Questions and Answers – June 2013 Edition

I’m suffering from hay fever… Moving slow and pitifully… so if I don’t answer your question well enough, ask again, maybe next time I’ll feel up to it more!  Let’s get going!

First of all, one of my frequent readers has started her own blog!  She’s just getting it up and going, but go give her a shoutout!  She lives in pretty country, Wyoming, of course, and off-grid as well!  Go say hi to Marcia –

Patr – How is Lucas’ foot after the laser treatment?  And this may have been answered before but here goes: What is your FAVORITE all time meal? to eat? to cook? I’m in a real rut for cooking ideas and need some inspiration.

Patr, I never noticed that much change with his paw.  He loved the attention, and it may have made his hips feel better, but I really couldn’t tell.  My favorite all time MEAL? Usually one someone else has cooked!  I guess I really can’t pass on grilled steak, baked potato with all the fixings, and a salad with homegrown tomatoes!  To cook: probably just my roast beef in the crock pot with potatoes and carrots and onions.  I love it when it just falls apart… throw in some fresh bread to sop up the gravy and I’m a happyhappy girl.

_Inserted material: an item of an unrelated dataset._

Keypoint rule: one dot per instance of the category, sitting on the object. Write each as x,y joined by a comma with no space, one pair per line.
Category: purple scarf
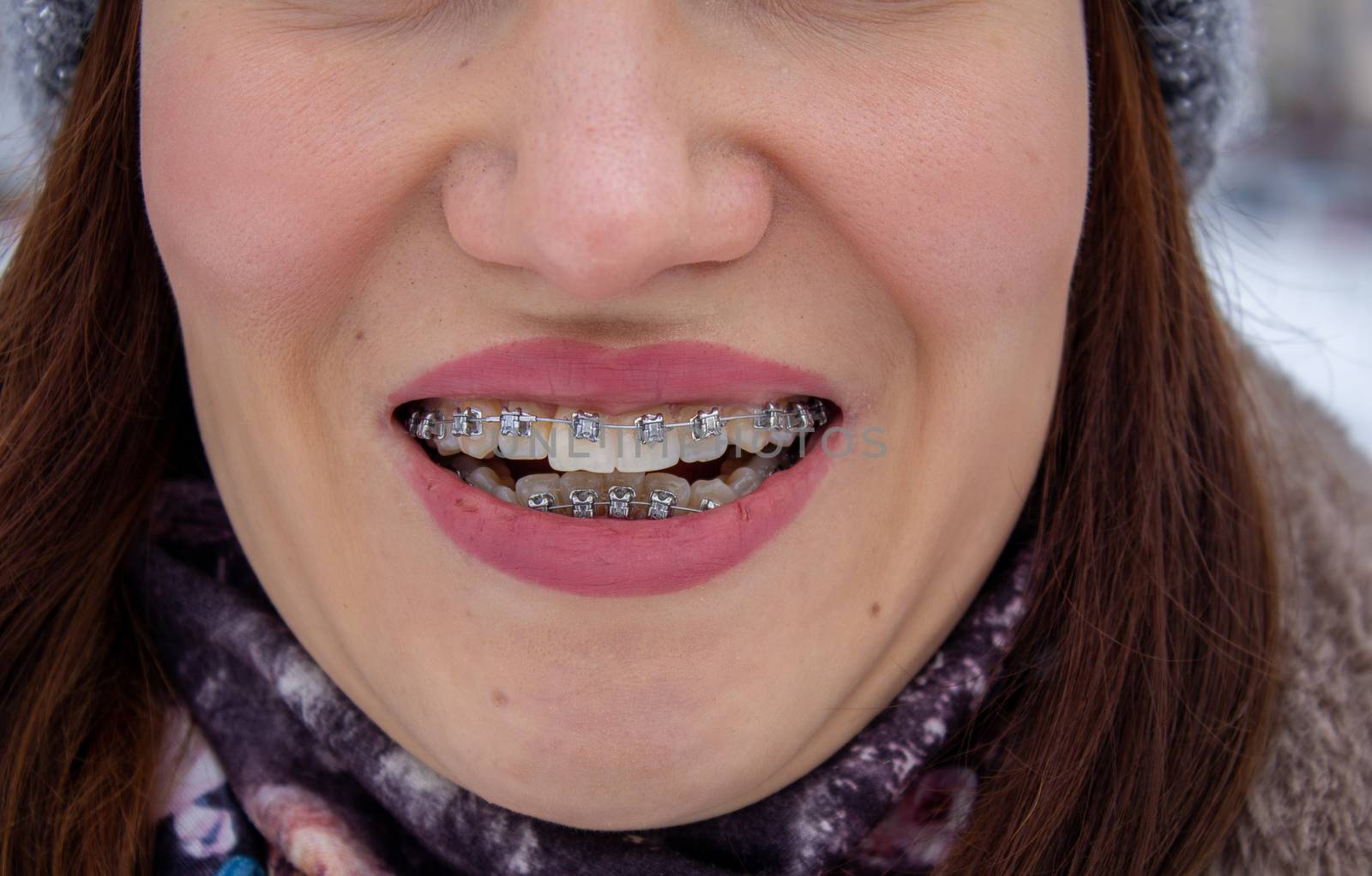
279,772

Judy – If you see bees on your flowers do you think they are some that you lost?

It’s hard to tell, but I like to think so… I feel like I’m helping them out a bit!

Marilyn – Do you have any barn cats?? And how much do Lucas and Dally each weigh?
Thank you.

Marilyn, the neighbors have cats, and they wander around over here until the dogs spot them!  My dogs learned to be rough with cats from Boomer.  At one point we were overrun with cats, so Boomer was encouraged to chase them away… now you can’t stop him!  Lucas hovers around 75, and Dally about 45-50.

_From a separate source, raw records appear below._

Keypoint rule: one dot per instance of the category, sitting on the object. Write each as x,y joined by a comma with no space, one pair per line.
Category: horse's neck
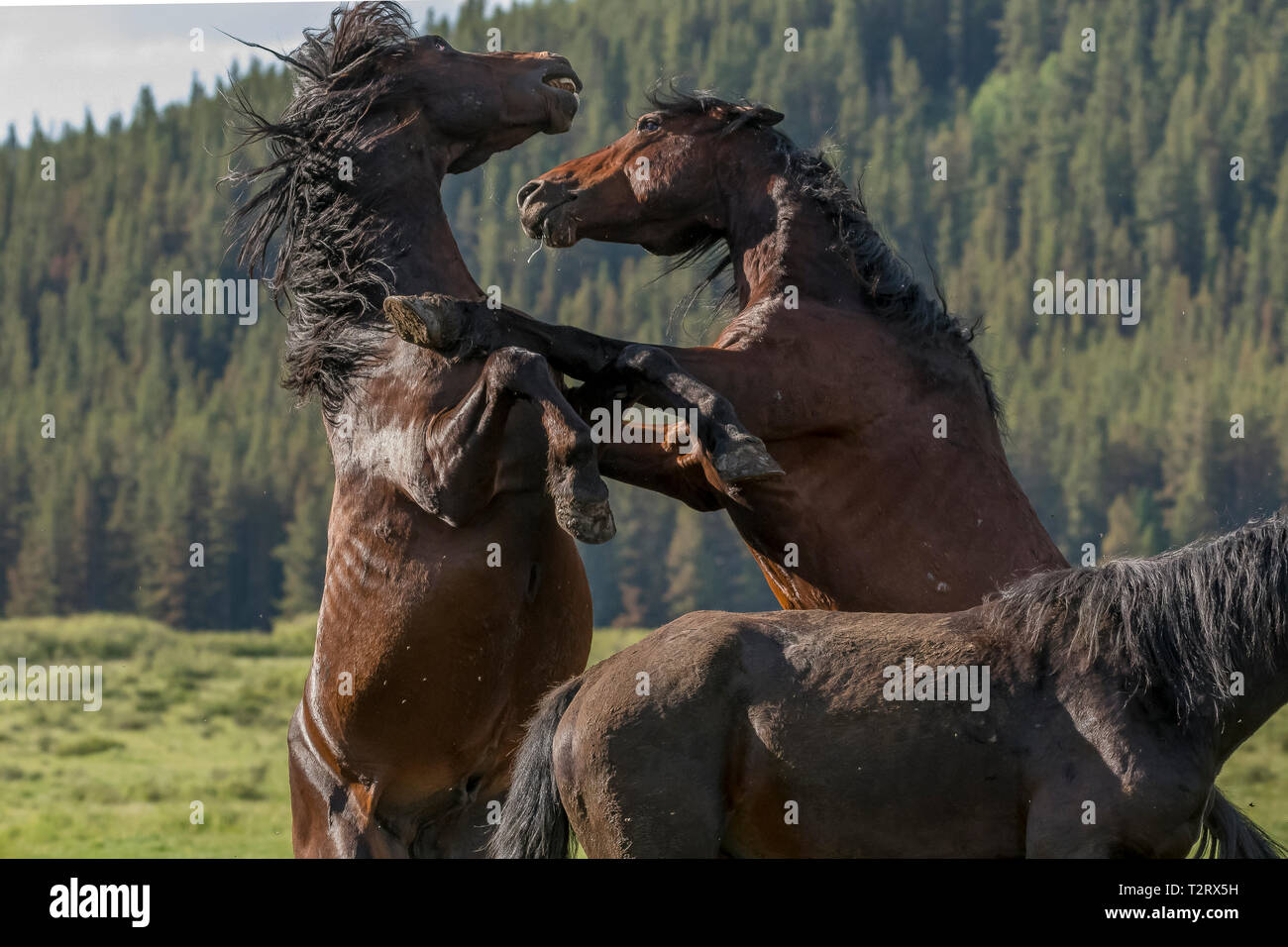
1263,690
777,240
376,434
423,249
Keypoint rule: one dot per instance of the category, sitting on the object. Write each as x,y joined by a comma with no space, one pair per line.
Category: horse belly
868,785
441,682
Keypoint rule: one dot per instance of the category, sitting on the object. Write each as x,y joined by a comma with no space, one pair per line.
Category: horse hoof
429,320
746,460
589,522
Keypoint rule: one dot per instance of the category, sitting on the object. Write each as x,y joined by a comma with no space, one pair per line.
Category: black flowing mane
1183,620
889,286
331,258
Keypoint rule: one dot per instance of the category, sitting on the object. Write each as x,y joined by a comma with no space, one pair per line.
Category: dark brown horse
898,495
1081,712
452,595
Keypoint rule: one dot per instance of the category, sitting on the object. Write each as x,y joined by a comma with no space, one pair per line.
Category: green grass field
202,716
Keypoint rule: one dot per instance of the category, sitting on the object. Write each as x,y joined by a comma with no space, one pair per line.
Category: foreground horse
452,595
1081,712
866,390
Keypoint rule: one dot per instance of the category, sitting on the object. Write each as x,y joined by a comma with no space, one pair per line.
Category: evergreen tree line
171,431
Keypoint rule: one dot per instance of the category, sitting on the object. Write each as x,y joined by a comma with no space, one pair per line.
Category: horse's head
657,185
480,103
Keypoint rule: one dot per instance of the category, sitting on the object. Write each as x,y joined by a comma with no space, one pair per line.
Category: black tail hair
533,822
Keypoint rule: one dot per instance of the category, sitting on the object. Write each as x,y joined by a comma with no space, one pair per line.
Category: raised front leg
610,368
464,445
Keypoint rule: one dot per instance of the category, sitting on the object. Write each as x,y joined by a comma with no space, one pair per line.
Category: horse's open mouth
565,82
565,99
555,226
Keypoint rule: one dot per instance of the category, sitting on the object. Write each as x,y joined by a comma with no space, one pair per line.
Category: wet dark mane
1184,620
330,262
888,283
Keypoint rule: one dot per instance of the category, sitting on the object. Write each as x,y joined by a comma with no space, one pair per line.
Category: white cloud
58,60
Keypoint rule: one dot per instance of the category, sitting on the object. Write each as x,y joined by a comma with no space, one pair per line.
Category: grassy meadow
202,716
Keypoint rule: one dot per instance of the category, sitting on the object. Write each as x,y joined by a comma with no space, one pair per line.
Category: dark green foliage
171,429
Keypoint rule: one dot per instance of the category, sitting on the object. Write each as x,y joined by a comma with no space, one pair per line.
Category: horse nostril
527,191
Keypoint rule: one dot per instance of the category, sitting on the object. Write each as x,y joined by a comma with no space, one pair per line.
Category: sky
58,60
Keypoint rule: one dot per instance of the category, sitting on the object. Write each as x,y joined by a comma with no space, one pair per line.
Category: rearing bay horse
452,595
1080,712
898,495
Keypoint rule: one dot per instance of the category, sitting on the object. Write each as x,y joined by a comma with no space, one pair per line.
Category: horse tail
1229,834
533,822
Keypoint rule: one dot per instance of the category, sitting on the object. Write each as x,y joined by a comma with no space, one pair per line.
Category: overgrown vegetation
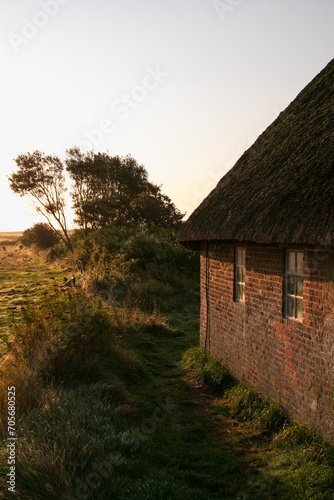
103,408
41,235
300,465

Shauna – No picture of that? (the bulls about running me over)  Too much adrenalin?

I was lucky I didn’t have my camera out, it would have been dropped!  Nope, we were too busy getting the cows across the creek to have my camera out!  Patr, Della… thanks for the story… I’m glad I don’t deal with traffic!  and thanks for the concern!  I’m fine.  It just gave my heart a little pitterpat!

Rob – Where does one go to get branding irons made? Or is it a DIY job?  Is there a branding registry?

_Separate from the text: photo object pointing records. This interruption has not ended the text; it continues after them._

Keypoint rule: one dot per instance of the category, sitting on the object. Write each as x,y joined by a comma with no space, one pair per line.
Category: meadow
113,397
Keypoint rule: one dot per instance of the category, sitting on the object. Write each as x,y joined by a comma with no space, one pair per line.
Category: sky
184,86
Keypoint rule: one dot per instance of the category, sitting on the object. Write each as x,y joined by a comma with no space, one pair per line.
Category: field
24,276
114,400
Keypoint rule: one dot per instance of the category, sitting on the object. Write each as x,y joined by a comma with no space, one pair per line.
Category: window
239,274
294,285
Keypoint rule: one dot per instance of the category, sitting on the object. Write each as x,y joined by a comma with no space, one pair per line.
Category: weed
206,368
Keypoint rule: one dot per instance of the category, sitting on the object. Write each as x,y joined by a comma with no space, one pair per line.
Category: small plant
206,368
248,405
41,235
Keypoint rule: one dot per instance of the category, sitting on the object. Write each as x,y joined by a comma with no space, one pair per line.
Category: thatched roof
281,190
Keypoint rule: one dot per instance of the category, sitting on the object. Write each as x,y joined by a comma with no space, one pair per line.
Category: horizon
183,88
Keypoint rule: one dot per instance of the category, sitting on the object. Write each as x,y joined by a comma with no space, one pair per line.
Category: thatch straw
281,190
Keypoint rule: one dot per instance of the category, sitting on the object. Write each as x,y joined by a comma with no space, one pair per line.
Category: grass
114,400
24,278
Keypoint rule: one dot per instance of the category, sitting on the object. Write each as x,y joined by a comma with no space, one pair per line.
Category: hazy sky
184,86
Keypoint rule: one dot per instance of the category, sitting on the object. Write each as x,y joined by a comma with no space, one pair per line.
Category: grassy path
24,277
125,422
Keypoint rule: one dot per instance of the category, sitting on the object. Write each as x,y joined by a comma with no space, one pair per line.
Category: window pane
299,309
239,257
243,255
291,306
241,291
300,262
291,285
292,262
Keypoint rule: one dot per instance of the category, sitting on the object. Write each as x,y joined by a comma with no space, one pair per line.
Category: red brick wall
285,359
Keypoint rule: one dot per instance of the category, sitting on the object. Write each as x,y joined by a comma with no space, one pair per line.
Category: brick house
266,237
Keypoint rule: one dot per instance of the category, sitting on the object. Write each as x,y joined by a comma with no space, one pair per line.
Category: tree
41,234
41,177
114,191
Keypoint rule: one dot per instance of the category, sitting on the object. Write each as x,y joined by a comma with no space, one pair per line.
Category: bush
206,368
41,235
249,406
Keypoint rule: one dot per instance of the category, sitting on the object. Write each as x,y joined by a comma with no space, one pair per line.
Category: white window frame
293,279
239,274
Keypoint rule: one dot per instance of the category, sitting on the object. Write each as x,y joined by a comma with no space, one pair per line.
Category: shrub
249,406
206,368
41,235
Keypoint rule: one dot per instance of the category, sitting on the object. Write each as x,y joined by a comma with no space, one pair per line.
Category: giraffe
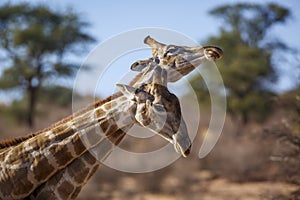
80,169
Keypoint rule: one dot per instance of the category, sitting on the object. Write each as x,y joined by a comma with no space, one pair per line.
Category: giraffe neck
32,162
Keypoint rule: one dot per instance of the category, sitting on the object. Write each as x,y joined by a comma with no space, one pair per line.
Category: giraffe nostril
187,152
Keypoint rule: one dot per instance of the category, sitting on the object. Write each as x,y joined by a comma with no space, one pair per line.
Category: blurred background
44,43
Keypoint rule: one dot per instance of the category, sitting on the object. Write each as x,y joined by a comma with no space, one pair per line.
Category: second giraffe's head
178,60
159,110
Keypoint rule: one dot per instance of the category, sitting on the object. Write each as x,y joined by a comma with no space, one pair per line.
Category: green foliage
34,40
246,66
57,95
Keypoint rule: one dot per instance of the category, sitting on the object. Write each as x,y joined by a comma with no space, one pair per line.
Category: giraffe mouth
182,148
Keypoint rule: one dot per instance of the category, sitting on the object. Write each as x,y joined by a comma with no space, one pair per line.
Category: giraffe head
178,60
159,110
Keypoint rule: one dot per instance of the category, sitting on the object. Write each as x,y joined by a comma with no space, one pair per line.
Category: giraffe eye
171,50
158,108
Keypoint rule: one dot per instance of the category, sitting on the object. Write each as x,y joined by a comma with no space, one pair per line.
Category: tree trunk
32,95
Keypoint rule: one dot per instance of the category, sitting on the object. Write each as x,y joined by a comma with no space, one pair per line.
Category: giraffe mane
17,140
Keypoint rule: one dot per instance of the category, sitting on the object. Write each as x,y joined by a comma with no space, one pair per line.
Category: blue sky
109,18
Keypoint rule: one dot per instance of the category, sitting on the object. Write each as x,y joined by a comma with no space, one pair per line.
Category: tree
34,41
247,66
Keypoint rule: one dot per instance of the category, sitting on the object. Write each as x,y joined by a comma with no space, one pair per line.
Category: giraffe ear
140,65
153,43
127,90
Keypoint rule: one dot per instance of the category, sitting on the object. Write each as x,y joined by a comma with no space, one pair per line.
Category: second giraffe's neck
38,158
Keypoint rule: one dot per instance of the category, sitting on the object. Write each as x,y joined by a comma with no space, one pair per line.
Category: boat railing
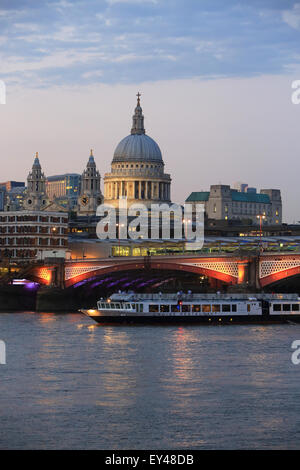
164,297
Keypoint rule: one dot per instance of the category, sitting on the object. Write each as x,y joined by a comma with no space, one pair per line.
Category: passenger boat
196,308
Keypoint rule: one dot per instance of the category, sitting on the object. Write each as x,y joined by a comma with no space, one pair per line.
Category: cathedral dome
137,146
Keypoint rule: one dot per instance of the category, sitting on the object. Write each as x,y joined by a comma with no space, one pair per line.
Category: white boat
192,308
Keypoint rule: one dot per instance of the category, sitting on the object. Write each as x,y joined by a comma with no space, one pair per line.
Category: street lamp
119,226
186,222
260,217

We’ve made our brands… the machine shop over here can make some, and use some good metal.  You want it to be wide enough but not too wide, something that’ll hold the heat but not warp with the heat.  Yes, Wyoming and some other states have a brand registry.  You have to keep it current, and pay for its registration.  You often see brands for sale in the paper.  In the book they’re listed for cattle, sheep, and horses.  They’ll tell you where it is located, ours would be LRC which stands for Left Rib Cattle.  They’ll also show earmarks if there are any.  Ours is a square underbite on their left ear.  I think they print them every 10 years or so.  It’s hard to get a new brand into the book, they have certain specifications to keep people from creating something that would blotch and be unreadable.  If the irons are too close together or there’s too much detail, when you brand it’ll scar all over and you can’t read it… defeating the purpose.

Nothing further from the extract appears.